Section: New Results
Reliable robot localization and scene modeling
Participants : Patrick Rives, Cyril Joly, Gabriela Gallegos, Maxime Meilland, Andrew Comport.
Simultaneous Localization and Mapping (SLAM) :
In the Simultaneous Localisation And Mapping paradigm, the robot moves from an unknown location in an unknown environment and proceeds to incrementally build up a navigation map of the environment, while simultaneously using this map to update its estimated position. Several issues have been addressed this year concerning 6dofs Smoothing and Mapping (SAM) ,e.g. an alternative and more consistent formulation to the SLAM problem and a new approach aiming to fuse catadioptric vision and laser scanner in order to get a more reliable representation of the 3D environment.
6dofs visual SAM:
Let us consider a standard 6dofs Bearing Only (BO) SLAM configuration, i.e. the robot in the 3D space observing 3D-landmarks with a camera. We consider the visual data only (we do not use odometry information). It is well known that a perspective camera only provides a measurement of the bearing of a landmark and not the distance. The distance can be computed by using several observations from different viewpoints. As a follow-up, the landmarks initialisation must be delayed when using the standard euclidian coordinates in the state representation (a criterion based on the parallax is generally used). However, landmarks can bring bearing information even though the depth is unknown. In order to use this information, Civera  introduced an alternative not delayed landmark representation, the inverse depth parameterization. This parametrization is usually used with standard EKF method and 6 components per landmarks are used in the filter. Unfortunately, such a parameterization is not minimal and instabilities in the estimation process can occur.

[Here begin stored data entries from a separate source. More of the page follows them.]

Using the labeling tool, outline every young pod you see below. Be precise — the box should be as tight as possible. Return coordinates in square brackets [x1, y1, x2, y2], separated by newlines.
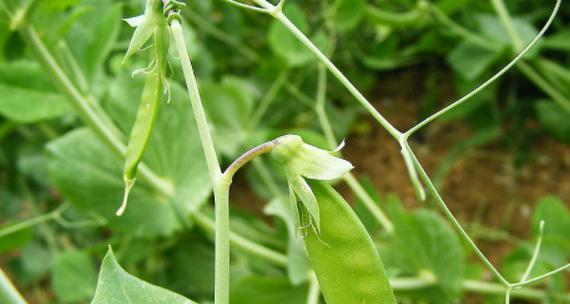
[305, 181, 396, 304]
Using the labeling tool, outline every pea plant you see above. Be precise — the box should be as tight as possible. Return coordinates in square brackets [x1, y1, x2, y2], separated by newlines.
[0, 0, 569, 303]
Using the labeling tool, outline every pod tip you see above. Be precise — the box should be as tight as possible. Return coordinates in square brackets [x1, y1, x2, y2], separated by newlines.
[116, 178, 136, 216]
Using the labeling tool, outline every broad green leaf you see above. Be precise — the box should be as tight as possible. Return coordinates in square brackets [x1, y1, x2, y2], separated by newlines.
[20, 243, 52, 284]
[48, 78, 210, 237]
[91, 248, 197, 304]
[200, 76, 258, 156]
[535, 101, 570, 144]
[0, 61, 70, 122]
[383, 201, 465, 303]
[328, 0, 366, 31]
[52, 250, 97, 303]
[268, 4, 314, 67]
[165, 236, 215, 297]
[476, 14, 540, 56]
[230, 276, 308, 304]
[47, 129, 181, 236]
[66, 1, 122, 82]
[532, 196, 570, 242]
[447, 41, 499, 81]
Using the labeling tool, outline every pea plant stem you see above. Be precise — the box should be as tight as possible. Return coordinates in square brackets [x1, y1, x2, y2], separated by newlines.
[0, 211, 57, 239]
[252, 0, 402, 140]
[306, 272, 320, 304]
[0, 269, 27, 304]
[405, 0, 562, 137]
[490, 0, 524, 52]
[428, 0, 570, 114]
[170, 19, 230, 304]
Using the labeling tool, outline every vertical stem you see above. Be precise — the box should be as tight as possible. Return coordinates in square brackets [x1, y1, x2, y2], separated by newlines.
[307, 272, 320, 304]
[170, 21, 222, 181]
[170, 19, 228, 304]
[0, 269, 27, 304]
[490, 0, 523, 52]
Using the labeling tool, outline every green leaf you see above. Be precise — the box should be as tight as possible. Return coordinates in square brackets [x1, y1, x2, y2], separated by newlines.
[200, 76, 258, 156]
[48, 129, 181, 236]
[0, 226, 32, 253]
[0, 61, 70, 122]
[268, 4, 314, 67]
[64, 1, 121, 82]
[447, 41, 499, 81]
[47, 79, 210, 237]
[91, 248, 197, 304]
[476, 14, 540, 56]
[328, 0, 366, 31]
[52, 250, 97, 303]
[230, 276, 308, 304]
[535, 101, 570, 144]
[532, 196, 570, 242]
[383, 202, 465, 303]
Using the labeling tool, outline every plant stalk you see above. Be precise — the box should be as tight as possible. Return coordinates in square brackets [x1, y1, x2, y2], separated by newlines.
[170, 19, 229, 304]
[0, 269, 27, 304]
[252, 0, 401, 140]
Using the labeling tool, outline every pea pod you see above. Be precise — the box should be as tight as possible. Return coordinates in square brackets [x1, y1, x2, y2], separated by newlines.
[304, 181, 396, 304]
[118, 0, 169, 216]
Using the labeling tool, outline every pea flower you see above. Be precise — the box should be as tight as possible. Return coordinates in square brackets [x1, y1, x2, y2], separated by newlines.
[271, 135, 353, 235]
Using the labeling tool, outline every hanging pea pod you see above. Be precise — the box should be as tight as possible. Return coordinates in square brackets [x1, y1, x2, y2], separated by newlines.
[304, 181, 396, 304]
[117, 0, 170, 216]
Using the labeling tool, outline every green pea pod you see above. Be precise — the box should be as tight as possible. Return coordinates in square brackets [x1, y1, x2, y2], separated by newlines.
[117, 69, 163, 216]
[117, 1, 169, 216]
[305, 181, 396, 304]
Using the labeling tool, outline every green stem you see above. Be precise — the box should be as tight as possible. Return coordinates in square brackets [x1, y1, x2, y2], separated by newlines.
[428, 3, 498, 51]
[462, 280, 567, 301]
[407, 149, 510, 286]
[307, 272, 320, 304]
[0, 211, 58, 238]
[312, 64, 395, 232]
[489, 0, 570, 112]
[170, 19, 228, 304]
[406, 0, 561, 136]
[517, 61, 570, 112]
[490, 0, 524, 52]
[0, 269, 27, 304]
[252, 0, 402, 140]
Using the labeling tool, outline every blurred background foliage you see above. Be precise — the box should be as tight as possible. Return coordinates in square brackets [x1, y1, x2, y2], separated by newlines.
[0, 0, 569, 303]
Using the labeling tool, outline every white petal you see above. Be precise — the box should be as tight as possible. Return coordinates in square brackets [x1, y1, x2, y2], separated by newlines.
[123, 15, 145, 27]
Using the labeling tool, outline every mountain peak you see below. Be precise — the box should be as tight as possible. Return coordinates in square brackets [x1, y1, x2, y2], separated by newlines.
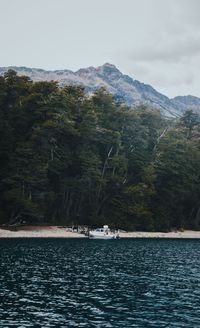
[96, 63, 122, 78]
[101, 63, 118, 69]
[0, 63, 200, 117]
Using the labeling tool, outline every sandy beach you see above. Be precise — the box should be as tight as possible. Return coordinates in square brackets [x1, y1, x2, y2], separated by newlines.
[1, 226, 200, 238]
[0, 226, 85, 238]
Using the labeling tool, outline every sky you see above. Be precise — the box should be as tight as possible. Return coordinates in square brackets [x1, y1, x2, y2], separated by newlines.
[0, 0, 199, 98]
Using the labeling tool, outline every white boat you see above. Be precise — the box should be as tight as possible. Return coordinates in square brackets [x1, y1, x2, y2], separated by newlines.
[89, 225, 119, 239]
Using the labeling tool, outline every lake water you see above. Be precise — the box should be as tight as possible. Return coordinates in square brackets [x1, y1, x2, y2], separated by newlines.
[1, 238, 200, 327]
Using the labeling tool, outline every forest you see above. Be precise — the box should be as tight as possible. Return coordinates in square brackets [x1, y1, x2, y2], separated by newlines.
[0, 69, 200, 231]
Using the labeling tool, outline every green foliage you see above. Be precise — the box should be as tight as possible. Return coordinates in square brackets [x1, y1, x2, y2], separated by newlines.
[1, 71, 200, 230]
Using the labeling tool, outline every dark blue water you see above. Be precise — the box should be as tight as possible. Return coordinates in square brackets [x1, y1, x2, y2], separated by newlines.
[1, 239, 200, 327]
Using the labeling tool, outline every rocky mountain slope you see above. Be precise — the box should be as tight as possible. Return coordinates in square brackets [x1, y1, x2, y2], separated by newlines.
[1, 63, 200, 117]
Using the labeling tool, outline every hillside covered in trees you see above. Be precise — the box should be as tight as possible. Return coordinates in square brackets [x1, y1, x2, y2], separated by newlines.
[1, 70, 200, 231]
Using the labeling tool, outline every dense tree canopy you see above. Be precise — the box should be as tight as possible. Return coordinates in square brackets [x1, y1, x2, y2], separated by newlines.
[1, 70, 200, 231]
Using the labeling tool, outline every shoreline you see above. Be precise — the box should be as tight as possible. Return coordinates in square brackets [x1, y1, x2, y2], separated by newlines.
[1, 226, 200, 239]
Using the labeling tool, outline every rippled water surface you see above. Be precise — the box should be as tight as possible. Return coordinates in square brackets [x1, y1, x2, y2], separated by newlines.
[1, 238, 200, 327]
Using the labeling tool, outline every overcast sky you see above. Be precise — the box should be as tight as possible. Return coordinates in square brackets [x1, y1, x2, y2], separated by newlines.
[0, 0, 199, 98]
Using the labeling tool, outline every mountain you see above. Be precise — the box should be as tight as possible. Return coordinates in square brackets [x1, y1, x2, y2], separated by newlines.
[1, 63, 200, 117]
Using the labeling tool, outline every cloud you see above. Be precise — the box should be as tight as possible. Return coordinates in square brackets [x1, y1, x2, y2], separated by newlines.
[125, 59, 197, 98]
[129, 36, 200, 64]
[117, 0, 200, 97]
[126, 0, 200, 65]
[128, 61, 194, 86]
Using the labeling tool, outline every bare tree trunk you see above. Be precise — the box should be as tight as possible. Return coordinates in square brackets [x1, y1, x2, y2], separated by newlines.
[112, 144, 120, 176]
[97, 146, 113, 199]
[153, 127, 169, 151]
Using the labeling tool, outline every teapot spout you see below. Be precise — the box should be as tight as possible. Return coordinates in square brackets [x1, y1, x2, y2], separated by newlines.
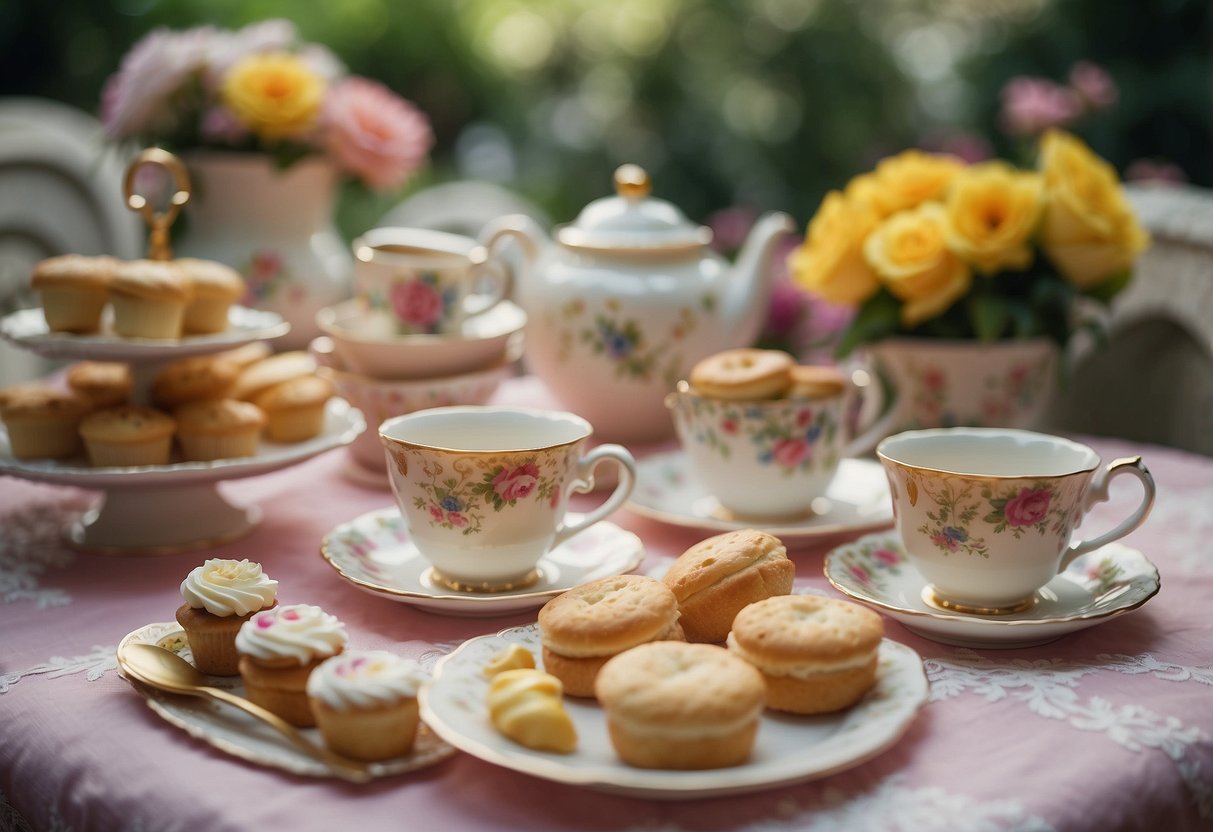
[726, 211, 796, 347]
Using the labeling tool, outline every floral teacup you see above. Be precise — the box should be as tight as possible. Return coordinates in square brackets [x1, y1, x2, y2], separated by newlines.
[379, 406, 635, 591]
[877, 427, 1155, 614]
[353, 227, 509, 336]
[665, 380, 849, 520]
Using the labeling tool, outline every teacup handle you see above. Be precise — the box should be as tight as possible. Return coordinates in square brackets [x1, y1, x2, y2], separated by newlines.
[552, 444, 636, 549]
[463, 256, 511, 318]
[1061, 456, 1155, 569]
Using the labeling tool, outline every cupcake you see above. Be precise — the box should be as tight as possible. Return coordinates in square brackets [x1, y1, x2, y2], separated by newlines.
[30, 254, 118, 334]
[78, 405, 176, 467]
[236, 604, 348, 728]
[66, 361, 133, 409]
[253, 374, 334, 443]
[174, 398, 266, 461]
[307, 650, 428, 761]
[0, 385, 92, 460]
[150, 355, 239, 409]
[175, 558, 278, 676]
[176, 257, 245, 334]
[109, 259, 193, 339]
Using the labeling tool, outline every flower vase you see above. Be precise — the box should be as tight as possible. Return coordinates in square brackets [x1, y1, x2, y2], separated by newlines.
[849, 337, 1059, 453]
[175, 152, 353, 350]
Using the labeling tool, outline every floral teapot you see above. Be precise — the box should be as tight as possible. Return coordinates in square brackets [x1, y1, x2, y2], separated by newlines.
[480, 164, 794, 444]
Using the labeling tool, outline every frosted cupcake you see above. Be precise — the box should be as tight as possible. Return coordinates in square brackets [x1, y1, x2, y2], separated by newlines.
[175, 558, 278, 676]
[307, 650, 428, 761]
[236, 604, 348, 727]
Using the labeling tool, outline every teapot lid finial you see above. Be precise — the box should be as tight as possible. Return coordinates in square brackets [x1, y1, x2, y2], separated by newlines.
[614, 164, 651, 200]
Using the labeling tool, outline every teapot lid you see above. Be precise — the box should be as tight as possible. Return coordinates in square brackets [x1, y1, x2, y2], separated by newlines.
[556, 164, 712, 252]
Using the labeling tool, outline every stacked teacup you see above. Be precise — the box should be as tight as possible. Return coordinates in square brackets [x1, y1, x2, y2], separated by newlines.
[311, 227, 526, 484]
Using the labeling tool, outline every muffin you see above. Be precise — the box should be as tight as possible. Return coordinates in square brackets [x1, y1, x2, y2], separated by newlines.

We have shown that in the Smoothing and Mapping (SAM) formulation, one can use only the 3 last components of the inverse depth parametrization in the estimated state. The unestimated part is used as equilibrium points to evaluate measurement functions and Jacobians. This can be done in a consistent way thanks to the SAM approach which stores and estimates at each step all the trajectory (the standard EKF does not estimate the full trajectory, so the 3 first components are estimated in the filter in the attempt to make them consistent during the next steps).
We tested our new approach with the data provided by an omnidirectional camera on a mobile robot. The trajectory includes an inclined plane in order to validate the 6dofs algorithm with real 3D data. Results are given on fig. 2 (top left, top right and bottom left). One can see that the trajectory is very accurate and smooth. For example, we recovered the angle of the ramp with a precision of 1deg. Finally, we compared our results with the standard EKF with inverse depth parametrization. A sample of the result is given by fig. 2 (bottom right): the result is not so precise compared to the SAM algorithm. Moreover, we noticed that the 99% confidence ellipses provided by the EKF are smaller thant the ones provided by the SAM algorithm. This last observation tends to show that the SAM algorithm is more consistent than the EKF (which is too optimistic).
Multisensors SLAM merging catadioptric images and laser scans:
We propose an hybrid approach combining the advantages of a laser range finder and an omnidirectional camera to efficiently solve the indoor SLAM problem and reconstruct a 3D representation of the environment. We report the results validating our methodology using a mobile robot equipped with a 2D laser range finder and an omnidirectional camera.
In order to build 2D local maps of the environment we implemented an adaptation of Diosi and Kleeman Polar Scan Matching (PSM) algorithm. It directly works in the laser scanner's polar coordinate system and, therefore, does not require a time consuming search for corresponding points. Local maps are used in both the localization process and the mapping of the environment. Thanks to a SLAM approach, local maps are fused in a 2D global map and the localization of the robot is refined. Figure 3 shows the robot trajectory as computed from the wheels encoders (in red) and as computed by the SLAM algorithm (in green) superimposed on the estimated global map. The sequence was obtained by manually driving the robot to explore the ground floor of a building. Note that although we did not compensate the drift by a loop closure detection, the results are quite satisfactory. The localization obtained using the SLAM approach notably improves the dead-reckoning method based on the odometry only.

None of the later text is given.